Special votes: A mandate for change or clear backing for National?

Both Labour and National say the special vote results show New Zealanders back them.

The Labour Party says results show the people are backing a change to the status quo, while National says it's clear it finished 10 seats ahead of Labour.

Labour and the Greens gained a seat each in the special votes, taking the left bloc to 54 seats. National lost two seats, going from 58 seats to 56.

"This reinforces the mandate for negotiations to form a stable, durable and progressive Labour-led Government, a Government I would be proud to lead," Labour leader Jacinda Ardern says.

But the official results can only be regarded as a mandate for change if votes for NZ First are included. 

2017 party vote results.
2017 party vote results. Photo credit: Newshub.

Labour and the Greens took a combined 43.2 percent of the party vote, with National on 44.4 percent.

That New Zealanders voted to change the Government was a claim echoed in the Green Party camp, by leader James Shaw. 

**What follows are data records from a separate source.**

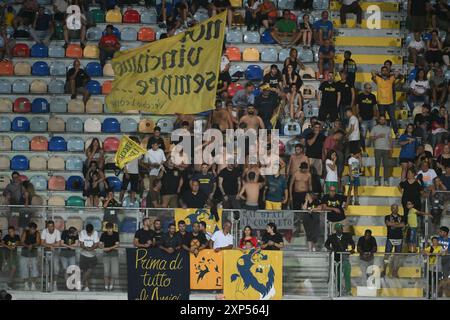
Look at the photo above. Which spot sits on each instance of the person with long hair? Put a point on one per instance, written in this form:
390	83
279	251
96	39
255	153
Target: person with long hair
408	143
247	236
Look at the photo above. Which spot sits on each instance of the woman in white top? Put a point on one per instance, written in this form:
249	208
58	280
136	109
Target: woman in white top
332	175
419	89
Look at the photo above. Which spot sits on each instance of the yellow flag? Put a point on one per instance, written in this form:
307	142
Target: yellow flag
178	74
128	151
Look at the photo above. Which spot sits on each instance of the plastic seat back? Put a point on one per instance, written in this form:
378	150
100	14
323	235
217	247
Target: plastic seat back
56	163
56	124
92	125
40	86
57	68
38	124
111	125
56	86
38	163
74	124
21	86
21	143
74	163
39	182
19	163
57	144
75	144
75	183
57	183
22	69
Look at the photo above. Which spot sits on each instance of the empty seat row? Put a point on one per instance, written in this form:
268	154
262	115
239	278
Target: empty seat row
54	86
267	54
56	144
73	124
55	105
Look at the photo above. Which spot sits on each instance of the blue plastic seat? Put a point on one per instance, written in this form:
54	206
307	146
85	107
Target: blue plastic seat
40	105
39	50
75	144
266	38
254	72
128	125
74	124
96	223
74	183
57	144
21	86
94	34
110	125
56	51
5	86
38	124
114	183
58	105
40	68
5	124
129	34
74	163
94	87
128	225
20	124
56	86
57	68
94	69
19	163
39	182
21	143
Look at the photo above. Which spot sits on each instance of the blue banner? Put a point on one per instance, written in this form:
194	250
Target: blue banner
157	275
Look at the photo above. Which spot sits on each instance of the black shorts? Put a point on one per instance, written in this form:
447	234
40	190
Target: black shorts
133	180
87	263
406	160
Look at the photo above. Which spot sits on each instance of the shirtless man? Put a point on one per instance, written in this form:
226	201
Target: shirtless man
251	120
251	189
221	118
300	185
296	159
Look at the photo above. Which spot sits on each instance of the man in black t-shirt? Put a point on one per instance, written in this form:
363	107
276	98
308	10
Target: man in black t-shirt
194	198
109	241
10	243
272	239
144	237
195	240
76	80
229	186
334	203
366	110
328	99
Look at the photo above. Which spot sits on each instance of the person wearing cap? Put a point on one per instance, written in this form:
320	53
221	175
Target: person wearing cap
342	245
274	79
266	103
108	45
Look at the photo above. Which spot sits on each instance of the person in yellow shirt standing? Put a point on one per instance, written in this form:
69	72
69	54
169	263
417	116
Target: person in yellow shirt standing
412	226
432	251
385	93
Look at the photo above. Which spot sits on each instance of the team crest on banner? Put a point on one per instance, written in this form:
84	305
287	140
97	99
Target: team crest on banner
213	222
253	275
206	270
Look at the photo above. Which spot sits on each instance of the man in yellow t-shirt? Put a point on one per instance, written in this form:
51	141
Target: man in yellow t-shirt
385	94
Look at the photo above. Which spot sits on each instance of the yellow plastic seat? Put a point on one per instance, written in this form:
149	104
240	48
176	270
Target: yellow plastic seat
250	55
113	16
91	51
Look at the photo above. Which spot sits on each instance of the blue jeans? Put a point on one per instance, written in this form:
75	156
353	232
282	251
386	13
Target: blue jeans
390	108
412	98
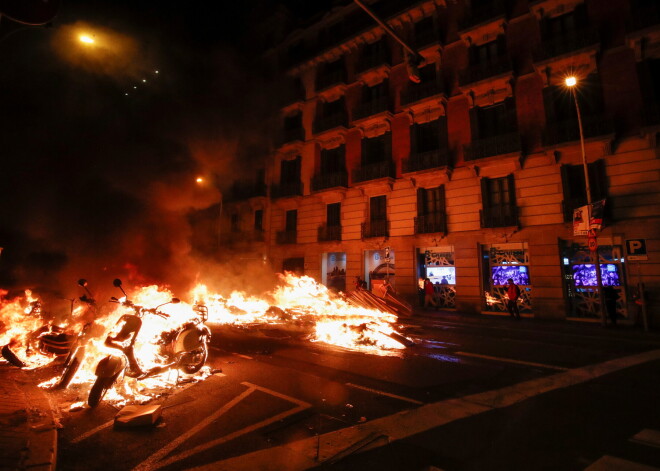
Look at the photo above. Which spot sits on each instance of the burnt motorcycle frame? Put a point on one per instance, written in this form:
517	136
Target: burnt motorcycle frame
188	350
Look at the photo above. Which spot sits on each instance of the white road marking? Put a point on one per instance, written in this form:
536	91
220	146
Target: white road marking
243	356
304	454
383	393
155	461
93	431
611	463
511	360
647	437
101	427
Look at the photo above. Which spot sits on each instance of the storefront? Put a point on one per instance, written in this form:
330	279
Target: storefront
581	282
437	264
333	270
499	263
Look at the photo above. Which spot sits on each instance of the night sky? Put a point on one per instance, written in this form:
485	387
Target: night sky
96	183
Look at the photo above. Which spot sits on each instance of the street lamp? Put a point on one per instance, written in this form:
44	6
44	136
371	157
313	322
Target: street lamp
571	83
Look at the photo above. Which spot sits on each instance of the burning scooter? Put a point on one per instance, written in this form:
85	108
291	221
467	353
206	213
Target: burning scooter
77	352
185	348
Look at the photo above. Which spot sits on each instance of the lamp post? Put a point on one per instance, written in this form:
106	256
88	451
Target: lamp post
571	82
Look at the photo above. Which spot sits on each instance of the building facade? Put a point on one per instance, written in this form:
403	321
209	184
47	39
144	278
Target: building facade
469	176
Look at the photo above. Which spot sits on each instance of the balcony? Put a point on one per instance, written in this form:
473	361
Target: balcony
431	223
569	130
286	237
371	61
561	45
490	146
374	171
329	233
484	70
379	105
286	189
428	160
241	191
643	17
425	38
325	123
375	228
323	181
292	135
417	92
329	79
501	216
489	11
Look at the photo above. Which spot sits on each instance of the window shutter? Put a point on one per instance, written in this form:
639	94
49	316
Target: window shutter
421	210
501	46
568	194
474	123
512	200
485	203
510	110
598	180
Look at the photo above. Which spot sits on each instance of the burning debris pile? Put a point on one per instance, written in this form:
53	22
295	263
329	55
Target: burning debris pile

"A majority of New Zealanders on election night - a slim majority, admittedly - voted for change, and what today's result demonstrated is that majority for change has now been extended. 

"I believe that increases the case for a change in Government and an environmentally, progressive Government of New Zealand."

Mr Shaw says he believes the most stable form of Government would be a full coalition between Labour, the Greens and New Zealand First.

"I actually think the most stable form of Government with a three-way coalition is a full coalition, in which we're all in the tent."

National, meanwhile, is claiming the votes show New Zealanders back the incumbent Government.

National leader Bill English says it's clear National finished 10 seats ahead of Labour and ahead of the Labour-Green bloc.

"[Voters] signalled very clearly that they wanted National to perform that role, and we will now get on with the job of trying to give effect to their wishes."

Ultimately, whatever the parties claim, the decision on forming a Government rests with NZ First. A Government will be formed with whichever bloc can negotiate support from a majority of the seats in Parliament.